I do think it would be interesting to try and do a trip without using the internet at some point. Leave my phone at home, board a plane that has been booked through an old-fashioned travel agent and whizz off on a whim. Just nothing but me and my initiative being the key to adventure.
But at the same time, there’s nothing wrong with utilising the tools in our inventory. Yes, it might have been more of a struggle for our parents, but one of the functions of all these inventions is to make life easier for us.
As I travel more and more, this is something which becomes increasingly apparent, and there’s always something I do which makes travelling that bit easier down the line. So here are five of my top tips to help make life easier when travelling.
1. Download Google Maps and use the ‘offline maps’ feature
I’m an iPhone homer, and going from place to place each month I’ve found myself using maps on my phone a hell of a lot. At first, I used Apple’s own version, the default ‘Maps’ app on my device. That was until I decided to give Google Maps a go.
I’m so glad I did, because Google’s version is better in so many ways. But one of the main advantages that Google Maps has over Apple, is that custom areas can be downloaded for offline use.
One thing I always make sure to do is download an area of the map which covers the area I’m staying in so that even if I am unable to connect to Wi-Fi or a mobile network, I can find out where I am, where I need to get to and how I can get there.
It’s been a lifesaver at times and eliminates the need for the unwarranted collection of paper maps (unless that’s something you welcome).
2. Make an itinerary
I know this will sound like a drag to almost everyone, and it can be another thing on top of packing your suitcase and checking in for your flight online that you don’t need, but a lot of the time making an itinerary will help you get the most out of a trip.
Doing some research before setting off will help you find things to do, places to see, restaurants, bars and whatever else you may be into, and organising those things into an itinerary will help organise the trip to make sure you get in everything you want to.
I write down my itineraries in Notes on my phone, so I always have it to hand, and I try and group things together based on geographic location to cut down on wasted time.
3. Make a group chat
This may sound like an obvious thing to do, but if you’re going on holiday with multiple people, then being in a group chat with them all can be very beneficial before, during and after the trip.
If you want to make plans, you can all converse together and throw ideas at each other, then when you’re in a place a group chat is a great way to get in contact with each other if needs be.

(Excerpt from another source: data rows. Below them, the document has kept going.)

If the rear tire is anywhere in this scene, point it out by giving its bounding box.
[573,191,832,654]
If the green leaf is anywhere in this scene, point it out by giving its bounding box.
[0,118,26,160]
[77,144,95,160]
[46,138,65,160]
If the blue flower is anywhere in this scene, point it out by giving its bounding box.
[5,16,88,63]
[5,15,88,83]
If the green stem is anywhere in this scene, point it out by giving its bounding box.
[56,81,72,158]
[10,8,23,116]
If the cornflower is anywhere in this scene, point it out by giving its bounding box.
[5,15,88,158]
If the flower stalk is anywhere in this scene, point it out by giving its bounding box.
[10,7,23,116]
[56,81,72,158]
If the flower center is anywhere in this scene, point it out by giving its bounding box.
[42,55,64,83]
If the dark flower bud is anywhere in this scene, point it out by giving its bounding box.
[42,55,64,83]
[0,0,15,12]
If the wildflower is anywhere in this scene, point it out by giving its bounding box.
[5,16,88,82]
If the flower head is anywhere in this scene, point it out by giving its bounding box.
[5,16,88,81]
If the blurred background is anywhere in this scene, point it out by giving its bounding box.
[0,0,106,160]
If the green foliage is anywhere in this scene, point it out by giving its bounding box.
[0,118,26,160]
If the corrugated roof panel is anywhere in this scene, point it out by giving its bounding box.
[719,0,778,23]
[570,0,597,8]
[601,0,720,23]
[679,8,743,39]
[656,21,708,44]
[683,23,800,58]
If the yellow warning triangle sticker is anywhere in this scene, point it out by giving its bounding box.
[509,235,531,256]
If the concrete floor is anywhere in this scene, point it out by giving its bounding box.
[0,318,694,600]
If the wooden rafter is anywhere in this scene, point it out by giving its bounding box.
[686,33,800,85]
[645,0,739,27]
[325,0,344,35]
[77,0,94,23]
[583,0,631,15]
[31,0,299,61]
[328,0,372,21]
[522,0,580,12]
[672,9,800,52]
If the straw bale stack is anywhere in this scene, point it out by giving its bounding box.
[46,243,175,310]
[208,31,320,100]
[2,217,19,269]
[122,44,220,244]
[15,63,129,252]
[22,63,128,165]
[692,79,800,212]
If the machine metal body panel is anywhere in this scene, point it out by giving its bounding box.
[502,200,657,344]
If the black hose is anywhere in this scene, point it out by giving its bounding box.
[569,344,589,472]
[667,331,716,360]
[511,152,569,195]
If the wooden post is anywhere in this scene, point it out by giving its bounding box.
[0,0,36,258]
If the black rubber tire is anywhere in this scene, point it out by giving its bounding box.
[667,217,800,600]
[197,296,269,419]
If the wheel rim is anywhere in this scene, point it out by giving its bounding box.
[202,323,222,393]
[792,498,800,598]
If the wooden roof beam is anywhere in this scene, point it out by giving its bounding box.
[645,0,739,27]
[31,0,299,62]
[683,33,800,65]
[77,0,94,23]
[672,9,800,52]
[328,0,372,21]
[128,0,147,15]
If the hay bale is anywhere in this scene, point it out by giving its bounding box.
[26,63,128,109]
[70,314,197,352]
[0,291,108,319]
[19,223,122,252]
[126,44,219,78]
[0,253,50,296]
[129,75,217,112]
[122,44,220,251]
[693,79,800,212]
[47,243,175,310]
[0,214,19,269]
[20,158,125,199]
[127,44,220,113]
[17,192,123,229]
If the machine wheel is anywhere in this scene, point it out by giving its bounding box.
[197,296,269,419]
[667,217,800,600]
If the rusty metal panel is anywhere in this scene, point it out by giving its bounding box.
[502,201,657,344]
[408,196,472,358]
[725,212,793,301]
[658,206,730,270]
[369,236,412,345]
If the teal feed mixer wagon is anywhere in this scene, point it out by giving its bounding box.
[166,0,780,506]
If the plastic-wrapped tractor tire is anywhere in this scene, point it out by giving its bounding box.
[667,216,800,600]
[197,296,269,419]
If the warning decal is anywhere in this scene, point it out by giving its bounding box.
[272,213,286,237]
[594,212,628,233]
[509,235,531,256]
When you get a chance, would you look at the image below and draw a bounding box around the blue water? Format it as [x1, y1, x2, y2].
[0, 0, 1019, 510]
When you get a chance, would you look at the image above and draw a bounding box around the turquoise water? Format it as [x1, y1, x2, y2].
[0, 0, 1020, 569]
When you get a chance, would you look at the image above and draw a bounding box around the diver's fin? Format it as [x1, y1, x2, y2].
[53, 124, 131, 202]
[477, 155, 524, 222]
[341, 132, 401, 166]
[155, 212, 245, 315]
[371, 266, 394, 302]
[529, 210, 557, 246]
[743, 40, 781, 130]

Plus, when you get back there will surely be photos to share, and sending them to the group over a messaging app is an easy way to go.
4. Learn some local lingo
Apps are wonderful things, and it’s great that there is such a variety to choose from. Whether it’s a mindless game to help pass the time or a social network, they tend to be very helpful.
One thing they’ve helped to revolutionise is learning, and that can help with travelling, too. If you’re travelling to a country and you don’t know the language, there’s the option to learn a language from scratch using apps like Duolingo and Rosetta Stone. But if you don’t want to commit to going the whole way there are a lot of apps which work like phrasebooks and can be used on the go.
5. Use your mobile for boarding passes and other tickets
I used to be a stickler for printing off two copies of every boarding pass and ticket that my travelling party would need before a trip as a precaution.
I never really used e-tickets because I just didn’t trust them. I felt as though technology could let me down for the big occasion.
But a few months ago, I decided to give it a go, and now my iPhone wallet is full of QR codes for flight tickets, airport transfers and conferences – and I’m glad I decided to take the plunge.
It’s so much easier to get my phone out of my pocket, scan it, and put it back again as opposed to the faffing around with a piece of A4. Plus, my phone is more durable, I’m constantly checking that I’ve got it on me and it also saves on waste paper.